Jump Trading frôle 150 milliards $ de volume sur Hyperliquid, le teneur de marché qui ne dort jamais
Jump Trading a fait tourner près de 150 milliards de dollars de volume cumulé sur Hyperliquid depuis son premier dépôt sur la plateforme, le 12 décembre 2025. Un chiffre colossal pour une seule firme de trading. Les géants du market making traditionnel ont bel et bien pris pied dans les dérivés on-chain, ces contrats à effet de levier négociés directement sur blockchain sans passer par un exchange centralisé.
- En neuf mois, le volume de Jump Trading sur Hyperliquid a atteint près de 150 milliards de dollars.
- La firme a contribué à 7,8 % du volume total des contrats perpétuels sur Hyperliquid, tout en utilisant un capital relativement modeste de 63,6 millions de dollars.
Un acteur qui pèse près d’un dixième de tout Hyperliquid
Le chiffre vient de Hanson Birringer, cofondateur de la plateforme d’analyse Hyperdash, relayé par Wu Blockchain le 9 septembre.
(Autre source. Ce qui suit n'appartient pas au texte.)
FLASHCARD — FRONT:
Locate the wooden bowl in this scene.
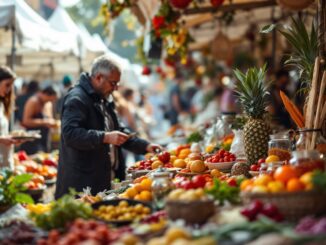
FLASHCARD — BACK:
[165,200,215,224]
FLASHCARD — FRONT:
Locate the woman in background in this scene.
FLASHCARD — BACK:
[0,66,20,169]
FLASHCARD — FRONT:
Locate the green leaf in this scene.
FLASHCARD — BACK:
[260,24,279,34]
[12,174,33,186]
[15,193,34,204]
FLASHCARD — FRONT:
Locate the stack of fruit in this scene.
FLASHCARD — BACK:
[241,200,284,221]
[119,176,152,202]
[240,165,313,193]
[94,201,151,221]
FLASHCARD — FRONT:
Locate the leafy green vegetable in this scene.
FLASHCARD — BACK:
[261,18,318,89]
[312,170,326,191]
[31,194,93,230]
[206,179,240,205]
[0,168,34,207]
[187,132,203,144]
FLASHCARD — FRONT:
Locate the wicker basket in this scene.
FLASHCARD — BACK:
[165,200,215,224]
[241,191,326,221]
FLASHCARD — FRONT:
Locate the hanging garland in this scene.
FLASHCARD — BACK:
[101,0,224,64]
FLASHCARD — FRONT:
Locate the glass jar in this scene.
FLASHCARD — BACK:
[296,129,326,155]
[152,171,174,209]
[266,161,284,175]
[290,150,325,174]
[268,134,291,161]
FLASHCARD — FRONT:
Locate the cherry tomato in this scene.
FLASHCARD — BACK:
[258,158,265,164]
[192,175,206,188]
[250,164,259,171]
[226,178,237,186]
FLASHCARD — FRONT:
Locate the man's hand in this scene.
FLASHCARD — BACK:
[146,144,163,153]
[0,136,18,146]
[103,131,129,146]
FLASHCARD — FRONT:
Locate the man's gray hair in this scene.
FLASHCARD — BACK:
[91,55,121,77]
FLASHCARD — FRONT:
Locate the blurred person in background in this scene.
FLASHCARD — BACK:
[20,86,57,154]
[168,76,189,126]
[56,75,73,115]
[269,70,293,129]
[15,80,40,123]
[0,66,19,169]
[194,87,224,126]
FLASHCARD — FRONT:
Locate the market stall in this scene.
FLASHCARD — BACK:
[0,0,326,245]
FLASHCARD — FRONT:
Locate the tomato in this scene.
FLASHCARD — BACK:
[17,151,28,161]
[157,151,170,163]
[192,175,206,188]
[274,165,298,183]
[226,178,237,187]
[250,164,259,171]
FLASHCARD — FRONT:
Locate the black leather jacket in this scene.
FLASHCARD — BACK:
[55,74,149,198]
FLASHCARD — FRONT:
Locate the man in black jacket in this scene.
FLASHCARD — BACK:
[55,56,160,198]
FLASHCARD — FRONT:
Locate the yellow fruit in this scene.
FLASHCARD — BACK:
[134,183,143,193]
[265,155,280,163]
[152,160,164,169]
[267,181,285,193]
[179,148,191,156]
[173,159,187,168]
[254,174,273,186]
[165,227,190,244]
[300,172,313,190]
[170,156,177,163]
[125,187,138,198]
[140,179,152,191]
[251,185,268,193]
[211,169,223,178]
[134,194,141,201]
[139,191,152,201]
[189,160,206,173]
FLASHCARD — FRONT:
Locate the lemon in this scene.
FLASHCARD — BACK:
[265,155,280,163]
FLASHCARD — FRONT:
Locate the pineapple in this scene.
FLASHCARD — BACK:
[234,66,270,164]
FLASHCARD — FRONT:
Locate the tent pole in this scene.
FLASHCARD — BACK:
[10,25,16,71]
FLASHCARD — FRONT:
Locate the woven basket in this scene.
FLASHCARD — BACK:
[165,200,215,224]
[241,191,326,221]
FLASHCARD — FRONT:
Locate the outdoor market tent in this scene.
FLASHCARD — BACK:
[0,0,79,78]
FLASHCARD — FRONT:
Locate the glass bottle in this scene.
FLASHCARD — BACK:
[290,150,325,174]
[268,134,291,161]
[152,171,174,209]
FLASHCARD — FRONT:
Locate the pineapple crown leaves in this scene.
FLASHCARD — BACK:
[234,65,270,119]
[260,18,318,84]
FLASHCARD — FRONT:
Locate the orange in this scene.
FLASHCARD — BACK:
[152,160,164,169]
[134,183,143,193]
[211,169,223,178]
[300,172,314,190]
[179,148,191,156]
[267,181,285,193]
[254,174,273,186]
[126,187,138,198]
[173,159,187,168]
[139,191,152,201]
[189,160,206,173]
[265,155,280,163]
[274,165,298,183]
[286,178,305,191]
[170,156,177,163]
[140,179,152,191]
[241,178,252,191]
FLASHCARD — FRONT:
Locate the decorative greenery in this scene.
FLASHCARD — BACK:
[312,171,326,191]
[0,168,34,207]
[261,18,318,86]
[234,64,269,118]
[30,194,93,230]
[206,179,240,205]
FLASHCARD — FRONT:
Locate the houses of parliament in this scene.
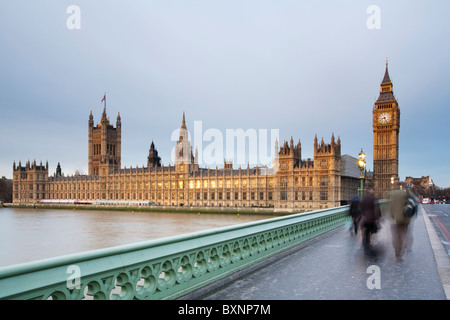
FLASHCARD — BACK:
[9,66,399,211]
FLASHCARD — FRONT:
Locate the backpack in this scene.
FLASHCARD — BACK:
[403,195,418,218]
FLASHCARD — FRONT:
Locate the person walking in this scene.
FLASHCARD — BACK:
[360,186,381,253]
[389,179,411,260]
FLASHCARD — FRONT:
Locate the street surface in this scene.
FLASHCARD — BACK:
[423,204,450,257]
[201,205,450,300]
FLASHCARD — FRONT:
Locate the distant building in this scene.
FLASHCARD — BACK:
[404,176,436,189]
[13,108,359,210]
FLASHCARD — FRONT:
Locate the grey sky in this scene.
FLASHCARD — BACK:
[0,0,450,187]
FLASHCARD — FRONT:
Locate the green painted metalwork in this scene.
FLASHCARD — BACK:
[0,206,358,300]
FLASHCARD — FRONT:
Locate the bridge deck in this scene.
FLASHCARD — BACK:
[201,207,449,300]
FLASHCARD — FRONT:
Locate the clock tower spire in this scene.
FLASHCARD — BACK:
[372,60,400,198]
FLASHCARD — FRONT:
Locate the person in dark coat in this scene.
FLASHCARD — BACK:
[349,196,361,234]
[360,187,381,250]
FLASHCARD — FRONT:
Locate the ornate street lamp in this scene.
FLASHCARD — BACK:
[358,148,366,200]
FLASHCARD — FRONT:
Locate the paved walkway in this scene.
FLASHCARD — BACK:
[202,207,450,300]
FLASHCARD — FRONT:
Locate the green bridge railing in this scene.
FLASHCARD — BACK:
[0,206,356,300]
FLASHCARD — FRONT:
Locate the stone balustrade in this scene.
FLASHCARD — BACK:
[0,206,358,300]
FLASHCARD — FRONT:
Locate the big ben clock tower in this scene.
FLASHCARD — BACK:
[372,61,400,199]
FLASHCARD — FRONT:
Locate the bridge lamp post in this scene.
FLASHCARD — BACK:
[358,148,366,199]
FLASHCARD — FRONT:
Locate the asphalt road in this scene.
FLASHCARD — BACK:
[201,205,450,300]
[423,204,450,257]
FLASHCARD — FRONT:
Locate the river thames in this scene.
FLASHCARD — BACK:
[0,208,271,267]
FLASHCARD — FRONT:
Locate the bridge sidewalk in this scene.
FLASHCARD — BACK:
[200,207,450,300]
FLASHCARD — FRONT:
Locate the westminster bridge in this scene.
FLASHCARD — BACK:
[0,202,450,300]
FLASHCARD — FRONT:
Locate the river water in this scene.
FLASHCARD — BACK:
[0,208,271,267]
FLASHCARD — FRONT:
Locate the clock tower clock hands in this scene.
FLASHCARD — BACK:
[373,61,400,198]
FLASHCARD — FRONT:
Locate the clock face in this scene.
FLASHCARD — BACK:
[378,112,391,124]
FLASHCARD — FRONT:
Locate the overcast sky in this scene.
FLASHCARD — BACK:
[0,0,450,187]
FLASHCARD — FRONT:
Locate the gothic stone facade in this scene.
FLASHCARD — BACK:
[13,110,359,210]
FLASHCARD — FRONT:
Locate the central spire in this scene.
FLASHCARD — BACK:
[381,59,391,84]
[181,111,186,129]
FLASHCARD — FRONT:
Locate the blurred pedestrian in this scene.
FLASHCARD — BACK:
[389,179,411,260]
[360,186,381,252]
[349,196,361,235]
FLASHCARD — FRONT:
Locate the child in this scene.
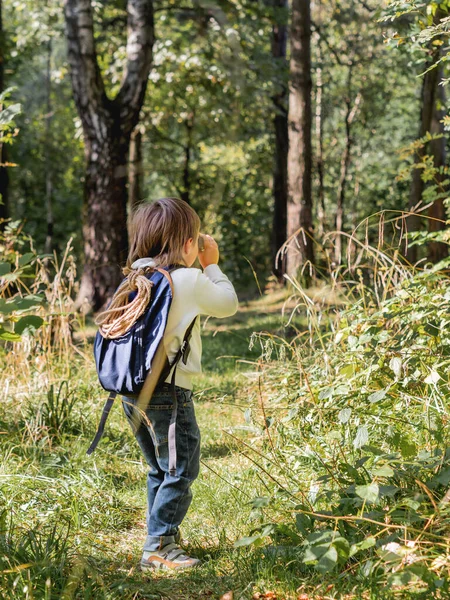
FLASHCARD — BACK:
[122,198,238,570]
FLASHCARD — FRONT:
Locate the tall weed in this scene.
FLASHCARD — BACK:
[238,229,450,597]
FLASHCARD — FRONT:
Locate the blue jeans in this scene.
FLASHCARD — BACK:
[122,383,200,550]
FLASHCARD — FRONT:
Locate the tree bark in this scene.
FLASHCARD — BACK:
[271,0,289,282]
[406,10,445,264]
[45,40,53,254]
[64,0,154,310]
[428,66,448,264]
[315,40,325,237]
[128,127,142,215]
[180,116,194,204]
[0,0,9,231]
[287,0,314,276]
[334,64,361,265]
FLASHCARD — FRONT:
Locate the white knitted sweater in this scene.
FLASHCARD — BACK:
[132,258,238,389]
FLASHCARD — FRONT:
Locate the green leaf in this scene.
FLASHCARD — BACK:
[338,408,352,425]
[233,535,261,548]
[19,252,34,267]
[433,468,450,486]
[316,546,338,574]
[14,294,43,312]
[250,496,269,508]
[355,483,380,504]
[295,513,312,536]
[339,365,356,377]
[424,371,441,384]
[0,104,22,125]
[373,465,394,477]
[349,536,377,558]
[389,356,402,379]
[0,298,15,315]
[0,263,11,277]
[14,315,44,335]
[353,425,369,449]
[0,327,22,342]
[367,390,386,404]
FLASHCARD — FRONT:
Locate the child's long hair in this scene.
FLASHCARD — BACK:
[95,198,200,339]
[124,198,200,274]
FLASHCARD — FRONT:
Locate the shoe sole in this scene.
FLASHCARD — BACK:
[141,558,201,571]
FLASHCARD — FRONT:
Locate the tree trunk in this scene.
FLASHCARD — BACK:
[65,0,153,310]
[128,127,142,215]
[428,66,448,264]
[45,40,53,254]
[180,116,194,204]
[271,0,289,282]
[0,0,9,231]
[287,0,314,276]
[334,64,361,265]
[316,39,325,237]
[406,10,445,264]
Jump Trading fait transiter ses positions via un compte principal et seize sous-comptes. Résultat : 7,8 % de tout le volume de contrats perpétuels échangé sur Hyperliquid depuis décembre est passé, d’une façon ou d’une autre, par les mains de la firme de Chicago. Sur certains marchés plus spécifiques, sa part grimpe encore davantage.
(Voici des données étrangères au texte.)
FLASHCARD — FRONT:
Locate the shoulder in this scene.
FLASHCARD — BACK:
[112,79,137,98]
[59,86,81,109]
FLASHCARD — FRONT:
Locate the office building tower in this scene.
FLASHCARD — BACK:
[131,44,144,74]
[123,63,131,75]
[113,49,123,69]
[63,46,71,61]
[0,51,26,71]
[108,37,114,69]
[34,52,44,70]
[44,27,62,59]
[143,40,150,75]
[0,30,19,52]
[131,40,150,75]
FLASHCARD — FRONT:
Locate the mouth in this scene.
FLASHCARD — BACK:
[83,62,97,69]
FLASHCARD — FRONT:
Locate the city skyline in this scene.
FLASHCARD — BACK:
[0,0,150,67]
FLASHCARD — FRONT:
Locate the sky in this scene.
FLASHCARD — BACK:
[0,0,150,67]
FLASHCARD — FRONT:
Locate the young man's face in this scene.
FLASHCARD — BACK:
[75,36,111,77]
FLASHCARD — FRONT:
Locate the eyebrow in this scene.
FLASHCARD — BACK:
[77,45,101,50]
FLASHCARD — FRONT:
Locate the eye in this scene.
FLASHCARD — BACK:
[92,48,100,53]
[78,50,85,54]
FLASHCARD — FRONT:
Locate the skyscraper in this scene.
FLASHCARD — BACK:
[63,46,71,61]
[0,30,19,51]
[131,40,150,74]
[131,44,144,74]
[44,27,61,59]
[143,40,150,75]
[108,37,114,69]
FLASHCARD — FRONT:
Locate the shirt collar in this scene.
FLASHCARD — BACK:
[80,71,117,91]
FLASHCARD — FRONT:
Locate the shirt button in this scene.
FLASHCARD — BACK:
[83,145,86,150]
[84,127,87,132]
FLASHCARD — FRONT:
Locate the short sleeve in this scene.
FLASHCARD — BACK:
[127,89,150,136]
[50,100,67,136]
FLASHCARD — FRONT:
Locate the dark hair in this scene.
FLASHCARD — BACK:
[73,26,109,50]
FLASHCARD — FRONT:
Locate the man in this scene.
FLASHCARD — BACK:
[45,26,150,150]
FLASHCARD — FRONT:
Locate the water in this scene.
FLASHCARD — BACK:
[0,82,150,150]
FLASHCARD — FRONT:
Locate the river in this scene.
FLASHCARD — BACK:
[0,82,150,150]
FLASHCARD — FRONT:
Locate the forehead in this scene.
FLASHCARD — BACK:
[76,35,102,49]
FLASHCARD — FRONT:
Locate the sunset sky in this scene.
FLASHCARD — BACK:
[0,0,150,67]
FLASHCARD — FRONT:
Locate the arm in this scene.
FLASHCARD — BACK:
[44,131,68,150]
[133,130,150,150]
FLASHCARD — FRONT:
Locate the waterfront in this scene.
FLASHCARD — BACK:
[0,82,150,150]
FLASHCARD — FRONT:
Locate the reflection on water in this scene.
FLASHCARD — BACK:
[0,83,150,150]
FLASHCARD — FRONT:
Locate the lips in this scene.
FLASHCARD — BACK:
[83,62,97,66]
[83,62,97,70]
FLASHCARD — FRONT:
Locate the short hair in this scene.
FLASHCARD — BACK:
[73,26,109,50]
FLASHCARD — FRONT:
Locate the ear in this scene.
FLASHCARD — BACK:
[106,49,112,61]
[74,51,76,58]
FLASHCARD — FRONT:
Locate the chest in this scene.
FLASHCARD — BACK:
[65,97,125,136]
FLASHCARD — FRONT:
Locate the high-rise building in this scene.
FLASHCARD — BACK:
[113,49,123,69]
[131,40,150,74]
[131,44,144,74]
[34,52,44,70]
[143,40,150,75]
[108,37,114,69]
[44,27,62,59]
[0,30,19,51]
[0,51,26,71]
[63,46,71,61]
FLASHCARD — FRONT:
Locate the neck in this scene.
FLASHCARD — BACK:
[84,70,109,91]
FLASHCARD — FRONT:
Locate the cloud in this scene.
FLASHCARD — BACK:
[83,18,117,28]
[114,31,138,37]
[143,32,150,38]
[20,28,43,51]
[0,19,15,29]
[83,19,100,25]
Neuf mois d’activité continue, seize sous-comptes qui tournent en parallèle. Ça ne s’arrête jamais vraiment.

Des positions modestes, une empreinte énorme
Voilà le paradoxe qui saute aux yeux quand on regarde les chiffres de plus près, selon les données reprises par Bloomingbit. Les actifs détenus par Jump Trading sur ses comptes Hyperliquid plafonnent à 63,6 millions de dollars, pour une valeur notionnelle de positions d’environ 145 millions. Autrement dit, la firme fait tourner un capital modeste. Mais à une vitesse phénoménale. C’est tout l’art du market making : gagner sur le spread (l’écart entre prix d’achat et de vente) répété des milliers de fois par jour, pas sur une poignée de grosses paris directionnels.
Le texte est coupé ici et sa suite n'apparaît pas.